In manufacturing companies there are big databases, various kinds of data are

sometimes unorganized. If those data bases are not strategically managed, they stay as

meaningless junk data not capable of producing knowledge. Some companies are

considering quality as a cost, not collecting and not analyzing data and they are not capable

of producing information for the continuous improvement purposes. Continuous

improvement understanding must be supported by management and should be in companies’

strategies. A strategy may be defined as a plan or method for obtaining some goal or result.

Unlike other quality initiatives, continuous improvement has a strategic component aimed at

not only developing management’s commitment and their active involvement. The steps

involved in creating this strategy include identifying the key processes that affect the strategic

business objectives of the organization highest impact processes are then targeted for

improvement. Data mining tools are applied to the manufacturing data for the define stage of

the quality efforts and to able extract knowledge to able to build up a strategy for the quality.

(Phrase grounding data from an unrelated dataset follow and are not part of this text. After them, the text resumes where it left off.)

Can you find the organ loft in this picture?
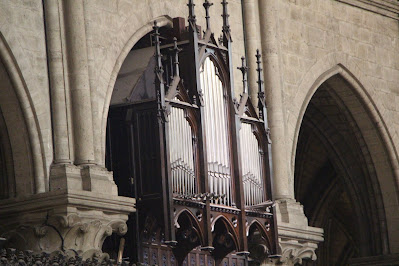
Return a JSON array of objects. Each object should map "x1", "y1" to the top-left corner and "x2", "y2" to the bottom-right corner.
[{"x1": 105, "y1": 0, "x2": 278, "y2": 264}]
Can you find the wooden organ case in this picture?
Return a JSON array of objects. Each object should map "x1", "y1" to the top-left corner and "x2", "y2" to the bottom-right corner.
[{"x1": 106, "y1": 1, "x2": 278, "y2": 265}]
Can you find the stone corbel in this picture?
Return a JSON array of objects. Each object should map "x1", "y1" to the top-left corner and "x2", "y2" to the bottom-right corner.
[
  {"x1": 279, "y1": 239, "x2": 318, "y2": 265},
  {"x1": 263, "y1": 199, "x2": 324, "y2": 266},
  {"x1": 0, "y1": 190, "x2": 135, "y2": 260}
]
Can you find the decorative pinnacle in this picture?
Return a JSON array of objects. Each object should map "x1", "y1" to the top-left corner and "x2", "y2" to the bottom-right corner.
[
  {"x1": 188, "y1": 0, "x2": 197, "y2": 24},
  {"x1": 203, "y1": 0, "x2": 213, "y2": 30},
  {"x1": 237, "y1": 56, "x2": 248, "y2": 94},
  {"x1": 256, "y1": 49, "x2": 266, "y2": 118},
  {"x1": 153, "y1": 21, "x2": 163, "y2": 75},
  {"x1": 172, "y1": 37, "x2": 182, "y2": 77},
  {"x1": 256, "y1": 49, "x2": 263, "y2": 91},
  {"x1": 221, "y1": 0, "x2": 231, "y2": 36}
]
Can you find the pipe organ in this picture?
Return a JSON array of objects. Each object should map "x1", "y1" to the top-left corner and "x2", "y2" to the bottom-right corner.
[{"x1": 106, "y1": 1, "x2": 278, "y2": 265}]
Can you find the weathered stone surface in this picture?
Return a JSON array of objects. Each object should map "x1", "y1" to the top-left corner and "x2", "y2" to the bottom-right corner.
[{"x1": 0, "y1": 190, "x2": 134, "y2": 259}]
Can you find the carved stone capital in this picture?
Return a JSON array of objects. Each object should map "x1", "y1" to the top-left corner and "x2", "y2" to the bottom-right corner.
[
  {"x1": 264, "y1": 199, "x2": 324, "y2": 265},
  {"x1": 278, "y1": 239, "x2": 317, "y2": 265},
  {"x1": 0, "y1": 190, "x2": 135, "y2": 259}
]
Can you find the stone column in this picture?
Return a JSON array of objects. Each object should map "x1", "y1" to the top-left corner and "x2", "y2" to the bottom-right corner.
[
  {"x1": 256, "y1": 2, "x2": 324, "y2": 264},
  {"x1": 258, "y1": 0, "x2": 293, "y2": 200},
  {"x1": 44, "y1": 0, "x2": 71, "y2": 164},
  {"x1": 0, "y1": 1, "x2": 137, "y2": 259},
  {"x1": 63, "y1": 0, "x2": 95, "y2": 165}
]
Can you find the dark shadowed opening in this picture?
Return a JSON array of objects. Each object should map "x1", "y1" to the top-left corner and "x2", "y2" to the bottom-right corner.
[{"x1": 295, "y1": 74, "x2": 389, "y2": 265}]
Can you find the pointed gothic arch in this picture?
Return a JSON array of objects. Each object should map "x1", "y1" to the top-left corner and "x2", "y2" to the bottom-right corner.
[
  {"x1": 0, "y1": 32, "x2": 46, "y2": 196},
  {"x1": 293, "y1": 63, "x2": 399, "y2": 263},
  {"x1": 211, "y1": 215, "x2": 240, "y2": 263}
]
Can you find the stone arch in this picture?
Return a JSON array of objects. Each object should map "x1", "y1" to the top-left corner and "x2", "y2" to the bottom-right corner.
[
  {"x1": 0, "y1": 107, "x2": 14, "y2": 199},
  {"x1": 0, "y1": 32, "x2": 46, "y2": 196},
  {"x1": 292, "y1": 54, "x2": 399, "y2": 258},
  {"x1": 290, "y1": 54, "x2": 398, "y2": 174},
  {"x1": 98, "y1": 16, "x2": 174, "y2": 165}
]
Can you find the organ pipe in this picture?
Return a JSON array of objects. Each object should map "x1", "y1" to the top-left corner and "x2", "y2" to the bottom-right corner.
[
  {"x1": 169, "y1": 107, "x2": 196, "y2": 196},
  {"x1": 200, "y1": 57, "x2": 232, "y2": 206},
  {"x1": 240, "y1": 122, "x2": 265, "y2": 206}
]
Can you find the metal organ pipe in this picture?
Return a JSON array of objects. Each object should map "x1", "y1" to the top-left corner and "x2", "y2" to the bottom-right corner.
[
  {"x1": 169, "y1": 107, "x2": 196, "y2": 196},
  {"x1": 201, "y1": 57, "x2": 232, "y2": 206},
  {"x1": 240, "y1": 122, "x2": 265, "y2": 206}
]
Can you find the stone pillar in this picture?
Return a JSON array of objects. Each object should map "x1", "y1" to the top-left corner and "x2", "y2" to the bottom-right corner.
[
  {"x1": 47, "y1": 0, "x2": 117, "y2": 194},
  {"x1": 44, "y1": 0, "x2": 71, "y2": 164},
  {"x1": 0, "y1": 1, "x2": 137, "y2": 259},
  {"x1": 256, "y1": 2, "x2": 324, "y2": 264},
  {"x1": 63, "y1": 0, "x2": 95, "y2": 165},
  {"x1": 258, "y1": 0, "x2": 293, "y2": 200}
]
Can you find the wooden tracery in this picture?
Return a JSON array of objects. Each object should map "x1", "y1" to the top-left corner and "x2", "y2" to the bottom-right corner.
[{"x1": 106, "y1": 0, "x2": 278, "y2": 265}]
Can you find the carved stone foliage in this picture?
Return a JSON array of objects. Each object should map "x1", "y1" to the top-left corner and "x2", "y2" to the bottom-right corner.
[
  {"x1": 278, "y1": 239, "x2": 317, "y2": 265},
  {"x1": 0, "y1": 247, "x2": 131, "y2": 265},
  {"x1": 1, "y1": 215, "x2": 129, "y2": 260},
  {"x1": 0, "y1": 191, "x2": 135, "y2": 260}
]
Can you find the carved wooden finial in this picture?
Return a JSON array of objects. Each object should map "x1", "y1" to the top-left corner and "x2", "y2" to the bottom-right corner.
[
  {"x1": 153, "y1": 21, "x2": 167, "y2": 122},
  {"x1": 188, "y1": 0, "x2": 197, "y2": 25},
  {"x1": 256, "y1": 49, "x2": 266, "y2": 119},
  {"x1": 153, "y1": 21, "x2": 163, "y2": 75},
  {"x1": 221, "y1": 0, "x2": 231, "y2": 42},
  {"x1": 172, "y1": 37, "x2": 182, "y2": 77},
  {"x1": 203, "y1": 0, "x2": 213, "y2": 30},
  {"x1": 237, "y1": 56, "x2": 248, "y2": 94}
]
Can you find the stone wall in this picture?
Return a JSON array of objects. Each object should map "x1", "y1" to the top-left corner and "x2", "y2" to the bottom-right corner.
[
  {"x1": 274, "y1": 0, "x2": 399, "y2": 252},
  {"x1": 0, "y1": 0, "x2": 50, "y2": 194}
]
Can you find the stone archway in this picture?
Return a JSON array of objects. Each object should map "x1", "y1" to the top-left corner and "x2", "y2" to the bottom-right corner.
[
  {"x1": 0, "y1": 32, "x2": 48, "y2": 195},
  {"x1": 0, "y1": 47, "x2": 35, "y2": 197},
  {"x1": 294, "y1": 73, "x2": 395, "y2": 264}
]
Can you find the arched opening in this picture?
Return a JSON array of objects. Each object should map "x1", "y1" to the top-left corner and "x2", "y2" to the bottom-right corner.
[
  {"x1": 173, "y1": 210, "x2": 203, "y2": 265},
  {"x1": 0, "y1": 107, "x2": 14, "y2": 199},
  {"x1": 211, "y1": 216, "x2": 239, "y2": 265},
  {"x1": 105, "y1": 25, "x2": 171, "y2": 262},
  {"x1": 0, "y1": 57, "x2": 34, "y2": 199},
  {"x1": 295, "y1": 74, "x2": 392, "y2": 265},
  {"x1": 247, "y1": 221, "x2": 271, "y2": 265}
]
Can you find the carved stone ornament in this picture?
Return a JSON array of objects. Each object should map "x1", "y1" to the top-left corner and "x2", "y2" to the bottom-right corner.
[
  {"x1": 0, "y1": 189, "x2": 135, "y2": 260},
  {"x1": 258, "y1": 199, "x2": 324, "y2": 266},
  {"x1": 278, "y1": 239, "x2": 318, "y2": 265}
]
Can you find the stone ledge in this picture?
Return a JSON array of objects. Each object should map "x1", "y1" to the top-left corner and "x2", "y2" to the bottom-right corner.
[
  {"x1": 349, "y1": 253, "x2": 399, "y2": 265},
  {"x1": 0, "y1": 189, "x2": 135, "y2": 216},
  {"x1": 336, "y1": 0, "x2": 399, "y2": 20},
  {"x1": 278, "y1": 223, "x2": 324, "y2": 243},
  {"x1": 0, "y1": 191, "x2": 135, "y2": 258}
]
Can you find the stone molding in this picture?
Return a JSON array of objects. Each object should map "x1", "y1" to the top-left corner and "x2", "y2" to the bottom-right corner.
[
  {"x1": 0, "y1": 190, "x2": 135, "y2": 259},
  {"x1": 272, "y1": 199, "x2": 324, "y2": 265},
  {"x1": 336, "y1": 0, "x2": 399, "y2": 20},
  {"x1": 349, "y1": 254, "x2": 399, "y2": 265}
]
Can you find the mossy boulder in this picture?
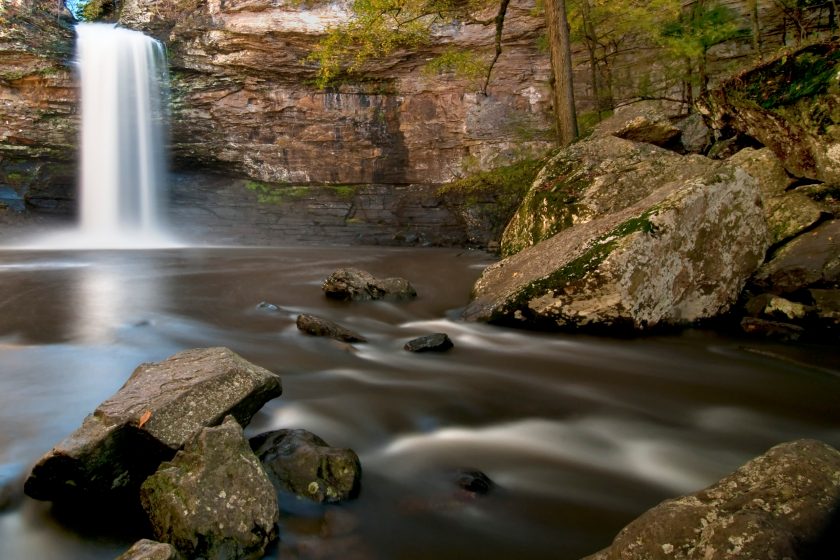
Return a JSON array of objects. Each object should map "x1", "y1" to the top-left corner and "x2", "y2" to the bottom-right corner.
[
  {"x1": 141, "y1": 416, "x2": 279, "y2": 560},
  {"x1": 464, "y1": 164, "x2": 768, "y2": 331},
  {"x1": 500, "y1": 136, "x2": 711, "y2": 257},
  {"x1": 697, "y1": 40, "x2": 840, "y2": 184},
  {"x1": 583, "y1": 439, "x2": 840, "y2": 560}
]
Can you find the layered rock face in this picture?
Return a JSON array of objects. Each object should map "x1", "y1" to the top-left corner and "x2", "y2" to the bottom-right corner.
[
  {"x1": 0, "y1": 1, "x2": 77, "y2": 216},
  {"x1": 118, "y1": 0, "x2": 555, "y2": 185}
]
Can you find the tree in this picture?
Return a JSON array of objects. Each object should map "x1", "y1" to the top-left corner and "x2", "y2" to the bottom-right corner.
[{"x1": 544, "y1": 0, "x2": 578, "y2": 144}]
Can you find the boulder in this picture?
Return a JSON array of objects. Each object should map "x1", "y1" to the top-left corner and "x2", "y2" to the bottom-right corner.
[
  {"x1": 24, "y1": 347, "x2": 282, "y2": 502},
  {"x1": 403, "y1": 333, "x2": 454, "y2": 353},
  {"x1": 296, "y1": 314, "x2": 367, "y2": 343},
  {"x1": 465, "y1": 164, "x2": 768, "y2": 331},
  {"x1": 454, "y1": 469, "x2": 494, "y2": 495},
  {"x1": 697, "y1": 42, "x2": 840, "y2": 184},
  {"x1": 740, "y1": 317, "x2": 805, "y2": 341},
  {"x1": 582, "y1": 439, "x2": 840, "y2": 560},
  {"x1": 744, "y1": 293, "x2": 808, "y2": 321},
  {"x1": 810, "y1": 288, "x2": 840, "y2": 323},
  {"x1": 116, "y1": 540, "x2": 182, "y2": 560},
  {"x1": 499, "y1": 135, "x2": 712, "y2": 257},
  {"x1": 250, "y1": 429, "x2": 361, "y2": 504},
  {"x1": 675, "y1": 112, "x2": 712, "y2": 154},
  {"x1": 140, "y1": 416, "x2": 278, "y2": 560},
  {"x1": 322, "y1": 268, "x2": 417, "y2": 302},
  {"x1": 729, "y1": 148, "x2": 826, "y2": 245},
  {"x1": 592, "y1": 101, "x2": 683, "y2": 150},
  {"x1": 751, "y1": 219, "x2": 840, "y2": 294}
]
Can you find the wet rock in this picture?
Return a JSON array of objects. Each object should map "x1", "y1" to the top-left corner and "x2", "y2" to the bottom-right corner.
[
  {"x1": 740, "y1": 317, "x2": 805, "y2": 341},
  {"x1": 751, "y1": 219, "x2": 840, "y2": 294},
  {"x1": 810, "y1": 288, "x2": 840, "y2": 323},
  {"x1": 454, "y1": 469, "x2": 494, "y2": 495},
  {"x1": 729, "y1": 148, "x2": 826, "y2": 245},
  {"x1": 25, "y1": 347, "x2": 282, "y2": 502},
  {"x1": 500, "y1": 135, "x2": 712, "y2": 257},
  {"x1": 250, "y1": 429, "x2": 361, "y2": 504},
  {"x1": 296, "y1": 314, "x2": 367, "y2": 343},
  {"x1": 403, "y1": 333, "x2": 454, "y2": 353},
  {"x1": 583, "y1": 439, "x2": 840, "y2": 560},
  {"x1": 256, "y1": 301, "x2": 281, "y2": 312},
  {"x1": 322, "y1": 268, "x2": 417, "y2": 302},
  {"x1": 116, "y1": 539, "x2": 182, "y2": 560},
  {"x1": 466, "y1": 164, "x2": 768, "y2": 331},
  {"x1": 140, "y1": 416, "x2": 278, "y2": 560},
  {"x1": 744, "y1": 293, "x2": 808, "y2": 321}
]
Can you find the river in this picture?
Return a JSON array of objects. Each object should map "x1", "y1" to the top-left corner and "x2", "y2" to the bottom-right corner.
[{"x1": 0, "y1": 246, "x2": 837, "y2": 559}]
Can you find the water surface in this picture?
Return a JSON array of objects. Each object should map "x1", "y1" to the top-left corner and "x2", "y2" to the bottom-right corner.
[{"x1": 0, "y1": 247, "x2": 837, "y2": 559}]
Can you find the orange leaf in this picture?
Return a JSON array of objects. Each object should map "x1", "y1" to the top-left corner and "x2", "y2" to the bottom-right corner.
[{"x1": 138, "y1": 410, "x2": 152, "y2": 428}]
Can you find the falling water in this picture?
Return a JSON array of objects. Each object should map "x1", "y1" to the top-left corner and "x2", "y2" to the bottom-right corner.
[{"x1": 74, "y1": 23, "x2": 172, "y2": 246}]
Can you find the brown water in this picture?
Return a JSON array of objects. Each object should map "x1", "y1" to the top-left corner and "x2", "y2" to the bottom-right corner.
[{"x1": 0, "y1": 247, "x2": 837, "y2": 560}]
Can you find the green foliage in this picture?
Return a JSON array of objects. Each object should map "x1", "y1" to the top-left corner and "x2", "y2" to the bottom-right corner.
[
  {"x1": 439, "y1": 156, "x2": 546, "y2": 209},
  {"x1": 740, "y1": 48, "x2": 840, "y2": 109},
  {"x1": 423, "y1": 48, "x2": 489, "y2": 85},
  {"x1": 660, "y1": 1, "x2": 747, "y2": 60},
  {"x1": 307, "y1": 0, "x2": 494, "y2": 88}
]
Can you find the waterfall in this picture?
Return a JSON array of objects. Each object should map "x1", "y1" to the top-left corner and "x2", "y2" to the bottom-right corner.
[{"x1": 74, "y1": 23, "x2": 172, "y2": 247}]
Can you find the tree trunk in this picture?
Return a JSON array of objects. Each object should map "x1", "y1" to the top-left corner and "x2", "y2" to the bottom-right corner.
[
  {"x1": 544, "y1": 0, "x2": 578, "y2": 146},
  {"x1": 749, "y1": 0, "x2": 762, "y2": 59}
]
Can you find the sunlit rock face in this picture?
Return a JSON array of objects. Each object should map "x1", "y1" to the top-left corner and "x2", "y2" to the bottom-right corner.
[{"x1": 119, "y1": 0, "x2": 557, "y2": 184}]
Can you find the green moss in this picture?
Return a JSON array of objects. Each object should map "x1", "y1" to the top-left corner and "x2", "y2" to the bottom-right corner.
[
  {"x1": 498, "y1": 210, "x2": 658, "y2": 321},
  {"x1": 439, "y1": 157, "x2": 546, "y2": 204},
  {"x1": 328, "y1": 185, "x2": 359, "y2": 199},
  {"x1": 245, "y1": 181, "x2": 361, "y2": 206}
]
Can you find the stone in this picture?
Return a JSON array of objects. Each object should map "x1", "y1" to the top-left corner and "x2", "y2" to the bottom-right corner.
[
  {"x1": 465, "y1": 164, "x2": 768, "y2": 331},
  {"x1": 810, "y1": 288, "x2": 840, "y2": 322},
  {"x1": 675, "y1": 112, "x2": 712, "y2": 154},
  {"x1": 582, "y1": 439, "x2": 840, "y2": 560},
  {"x1": 403, "y1": 333, "x2": 454, "y2": 353},
  {"x1": 751, "y1": 219, "x2": 840, "y2": 294},
  {"x1": 141, "y1": 416, "x2": 278, "y2": 560},
  {"x1": 116, "y1": 540, "x2": 181, "y2": 560},
  {"x1": 500, "y1": 135, "x2": 712, "y2": 257},
  {"x1": 296, "y1": 314, "x2": 367, "y2": 343},
  {"x1": 594, "y1": 101, "x2": 683, "y2": 150},
  {"x1": 256, "y1": 301, "x2": 281, "y2": 312},
  {"x1": 250, "y1": 429, "x2": 361, "y2": 504},
  {"x1": 454, "y1": 469, "x2": 494, "y2": 495},
  {"x1": 697, "y1": 42, "x2": 840, "y2": 184},
  {"x1": 740, "y1": 317, "x2": 805, "y2": 341},
  {"x1": 24, "y1": 347, "x2": 282, "y2": 502},
  {"x1": 729, "y1": 148, "x2": 825, "y2": 245},
  {"x1": 322, "y1": 268, "x2": 417, "y2": 302}
]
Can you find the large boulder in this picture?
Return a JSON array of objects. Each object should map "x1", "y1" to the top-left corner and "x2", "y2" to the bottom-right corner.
[
  {"x1": 250, "y1": 429, "x2": 362, "y2": 504},
  {"x1": 322, "y1": 268, "x2": 417, "y2": 302},
  {"x1": 141, "y1": 416, "x2": 279, "y2": 560},
  {"x1": 729, "y1": 148, "x2": 826, "y2": 246},
  {"x1": 697, "y1": 41, "x2": 840, "y2": 184},
  {"x1": 464, "y1": 164, "x2": 768, "y2": 331},
  {"x1": 583, "y1": 439, "x2": 840, "y2": 560},
  {"x1": 24, "y1": 347, "x2": 282, "y2": 502},
  {"x1": 499, "y1": 136, "x2": 712, "y2": 257},
  {"x1": 751, "y1": 219, "x2": 840, "y2": 295}
]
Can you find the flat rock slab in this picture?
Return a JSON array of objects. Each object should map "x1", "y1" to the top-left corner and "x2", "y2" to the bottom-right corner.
[
  {"x1": 141, "y1": 416, "x2": 278, "y2": 560},
  {"x1": 583, "y1": 439, "x2": 840, "y2": 560},
  {"x1": 403, "y1": 333, "x2": 454, "y2": 352},
  {"x1": 25, "y1": 347, "x2": 282, "y2": 502},
  {"x1": 322, "y1": 268, "x2": 417, "y2": 302},
  {"x1": 251, "y1": 429, "x2": 361, "y2": 504},
  {"x1": 296, "y1": 314, "x2": 367, "y2": 343}
]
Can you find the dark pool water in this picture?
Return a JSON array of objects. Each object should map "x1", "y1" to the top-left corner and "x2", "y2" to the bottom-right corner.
[{"x1": 0, "y1": 247, "x2": 838, "y2": 559}]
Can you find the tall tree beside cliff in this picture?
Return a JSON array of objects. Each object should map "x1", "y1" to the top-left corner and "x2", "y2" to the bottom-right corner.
[{"x1": 544, "y1": 0, "x2": 578, "y2": 145}]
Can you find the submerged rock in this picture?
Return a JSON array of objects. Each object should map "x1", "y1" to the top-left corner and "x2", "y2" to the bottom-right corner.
[
  {"x1": 465, "y1": 164, "x2": 768, "y2": 331},
  {"x1": 141, "y1": 416, "x2": 278, "y2": 560},
  {"x1": 322, "y1": 268, "x2": 417, "y2": 302},
  {"x1": 403, "y1": 333, "x2": 454, "y2": 353},
  {"x1": 116, "y1": 540, "x2": 181, "y2": 560},
  {"x1": 250, "y1": 429, "x2": 361, "y2": 504},
  {"x1": 296, "y1": 314, "x2": 367, "y2": 343},
  {"x1": 454, "y1": 469, "x2": 494, "y2": 495},
  {"x1": 583, "y1": 439, "x2": 840, "y2": 560},
  {"x1": 24, "y1": 347, "x2": 282, "y2": 502}
]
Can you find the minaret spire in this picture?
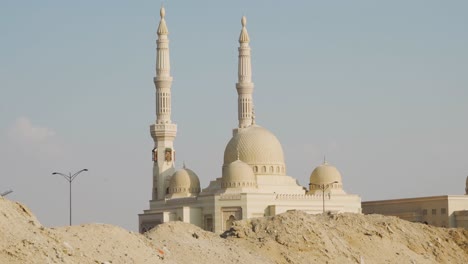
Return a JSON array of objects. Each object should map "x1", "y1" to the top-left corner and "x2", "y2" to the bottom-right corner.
[
  {"x1": 155, "y1": 6, "x2": 172, "y2": 124},
  {"x1": 150, "y1": 6, "x2": 177, "y2": 200},
  {"x1": 236, "y1": 16, "x2": 255, "y2": 128}
]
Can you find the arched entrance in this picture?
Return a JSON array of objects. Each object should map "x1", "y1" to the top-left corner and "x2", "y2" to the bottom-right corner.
[
  {"x1": 225, "y1": 215, "x2": 236, "y2": 229},
  {"x1": 221, "y1": 207, "x2": 242, "y2": 231}
]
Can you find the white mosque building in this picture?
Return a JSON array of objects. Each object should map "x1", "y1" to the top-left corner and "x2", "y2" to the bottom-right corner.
[{"x1": 138, "y1": 8, "x2": 361, "y2": 233}]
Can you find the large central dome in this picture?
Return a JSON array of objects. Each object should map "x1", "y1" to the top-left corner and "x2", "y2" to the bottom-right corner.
[{"x1": 223, "y1": 125, "x2": 286, "y2": 175}]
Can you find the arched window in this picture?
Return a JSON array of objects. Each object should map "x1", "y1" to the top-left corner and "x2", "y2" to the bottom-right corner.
[{"x1": 152, "y1": 148, "x2": 157, "y2": 162}]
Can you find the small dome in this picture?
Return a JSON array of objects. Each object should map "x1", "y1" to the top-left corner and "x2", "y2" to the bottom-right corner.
[
  {"x1": 222, "y1": 159, "x2": 256, "y2": 188},
  {"x1": 309, "y1": 162, "x2": 344, "y2": 193},
  {"x1": 168, "y1": 168, "x2": 200, "y2": 195},
  {"x1": 223, "y1": 125, "x2": 285, "y2": 175}
]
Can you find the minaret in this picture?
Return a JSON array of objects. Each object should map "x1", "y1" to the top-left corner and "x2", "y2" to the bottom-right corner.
[
  {"x1": 150, "y1": 6, "x2": 177, "y2": 200},
  {"x1": 465, "y1": 176, "x2": 468, "y2": 195},
  {"x1": 236, "y1": 16, "x2": 255, "y2": 129}
]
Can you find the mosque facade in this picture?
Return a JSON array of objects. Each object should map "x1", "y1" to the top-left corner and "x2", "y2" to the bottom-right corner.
[{"x1": 138, "y1": 8, "x2": 361, "y2": 233}]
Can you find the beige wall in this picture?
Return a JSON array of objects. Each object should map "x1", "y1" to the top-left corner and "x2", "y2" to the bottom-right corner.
[
  {"x1": 363, "y1": 195, "x2": 468, "y2": 228},
  {"x1": 454, "y1": 211, "x2": 468, "y2": 229},
  {"x1": 448, "y1": 197, "x2": 468, "y2": 227},
  {"x1": 140, "y1": 191, "x2": 361, "y2": 233}
]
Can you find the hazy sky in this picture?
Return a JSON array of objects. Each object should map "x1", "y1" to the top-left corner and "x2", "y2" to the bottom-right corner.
[{"x1": 1, "y1": 0, "x2": 467, "y2": 231}]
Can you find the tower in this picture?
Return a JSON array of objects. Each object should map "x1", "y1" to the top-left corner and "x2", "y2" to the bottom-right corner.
[
  {"x1": 236, "y1": 16, "x2": 255, "y2": 129},
  {"x1": 150, "y1": 7, "x2": 177, "y2": 200},
  {"x1": 465, "y1": 176, "x2": 468, "y2": 195}
]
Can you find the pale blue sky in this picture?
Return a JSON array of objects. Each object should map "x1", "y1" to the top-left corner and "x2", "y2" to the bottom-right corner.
[{"x1": 1, "y1": 1, "x2": 467, "y2": 231}]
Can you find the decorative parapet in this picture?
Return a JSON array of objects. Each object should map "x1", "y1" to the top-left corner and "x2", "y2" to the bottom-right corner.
[
  {"x1": 165, "y1": 197, "x2": 198, "y2": 205},
  {"x1": 275, "y1": 193, "x2": 327, "y2": 200},
  {"x1": 219, "y1": 193, "x2": 242, "y2": 200},
  {"x1": 150, "y1": 123, "x2": 177, "y2": 139},
  {"x1": 151, "y1": 123, "x2": 177, "y2": 131}
]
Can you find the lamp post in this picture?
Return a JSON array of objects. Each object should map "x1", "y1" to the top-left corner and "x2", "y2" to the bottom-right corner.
[
  {"x1": 320, "y1": 181, "x2": 338, "y2": 213},
  {"x1": 1, "y1": 189, "x2": 13, "y2": 197},
  {"x1": 53, "y1": 169, "x2": 88, "y2": 225}
]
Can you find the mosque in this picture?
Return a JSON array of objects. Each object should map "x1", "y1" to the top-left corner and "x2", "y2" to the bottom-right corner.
[{"x1": 138, "y1": 8, "x2": 361, "y2": 233}]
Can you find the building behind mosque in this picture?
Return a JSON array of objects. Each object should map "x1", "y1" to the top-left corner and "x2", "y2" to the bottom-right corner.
[
  {"x1": 362, "y1": 177, "x2": 468, "y2": 229},
  {"x1": 138, "y1": 8, "x2": 361, "y2": 233}
]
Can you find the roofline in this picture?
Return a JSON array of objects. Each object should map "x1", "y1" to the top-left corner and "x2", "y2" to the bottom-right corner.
[{"x1": 362, "y1": 195, "x2": 468, "y2": 205}]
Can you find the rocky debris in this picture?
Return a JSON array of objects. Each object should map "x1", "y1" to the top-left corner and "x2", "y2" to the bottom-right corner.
[
  {"x1": 224, "y1": 210, "x2": 468, "y2": 263},
  {"x1": 0, "y1": 197, "x2": 162, "y2": 264},
  {"x1": 145, "y1": 221, "x2": 270, "y2": 263},
  {"x1": 1, "y1": 197, "x2": 468, "y2": 264}
]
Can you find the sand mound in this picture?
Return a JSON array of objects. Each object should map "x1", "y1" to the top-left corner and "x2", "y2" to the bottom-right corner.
[
  {"x1": 224, "y1": 210, "x2": 468, "y2": 263},
  {"x1": 0, "y1": 197, "x2": 162, "y2": 264},
  {"x1": 145, "y1": 221, "x2": 270, "y2": 263},
  {"x1": 1, "y1": 197, "x2": 468, "y2": 264}
]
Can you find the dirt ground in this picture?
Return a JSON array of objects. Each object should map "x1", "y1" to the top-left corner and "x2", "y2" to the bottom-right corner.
[{"x1": 1, "y1": 197, "x2": 467, "y2": 263}]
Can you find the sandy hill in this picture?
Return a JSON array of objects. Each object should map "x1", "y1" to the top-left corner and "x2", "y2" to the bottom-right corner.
[{"x1": 1, "y1": 197, "x2": 467, "y2": 263}]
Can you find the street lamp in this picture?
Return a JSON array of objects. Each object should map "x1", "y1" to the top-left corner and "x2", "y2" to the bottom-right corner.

Defects are considered as the one of the seven wastes in lean manufacturing and an element

in a hidden factory concept. Continuous improvement on our defects should be considered

after the detection of them. Continuous improvement efforts are common both in TQM and

lean manufacturing, also in 6 sigma practices. We can call it Kaizen, we can call it DMAIC

the concept should be with us in all our journeys in production. Defect detection starts with

the discovery of the defects which includes the implementation techniques, methodology and

standard processes to reduce the risk of defects. A defect is only discovered when it has been

documented and acknowledged. Identification and analysis of the process in which a defect

originated to identify ways to improve the process to prevent future occurrences of similar

defects. The next step should be process improvement. Defect prevention should begin with

an assessment of the critical risks associated with the system. Getting the critical risks

defined allows people to know the types of defects that are most likely to occur and the ones

that can have the greatest system impact. Strategies can then be developed to prevent them.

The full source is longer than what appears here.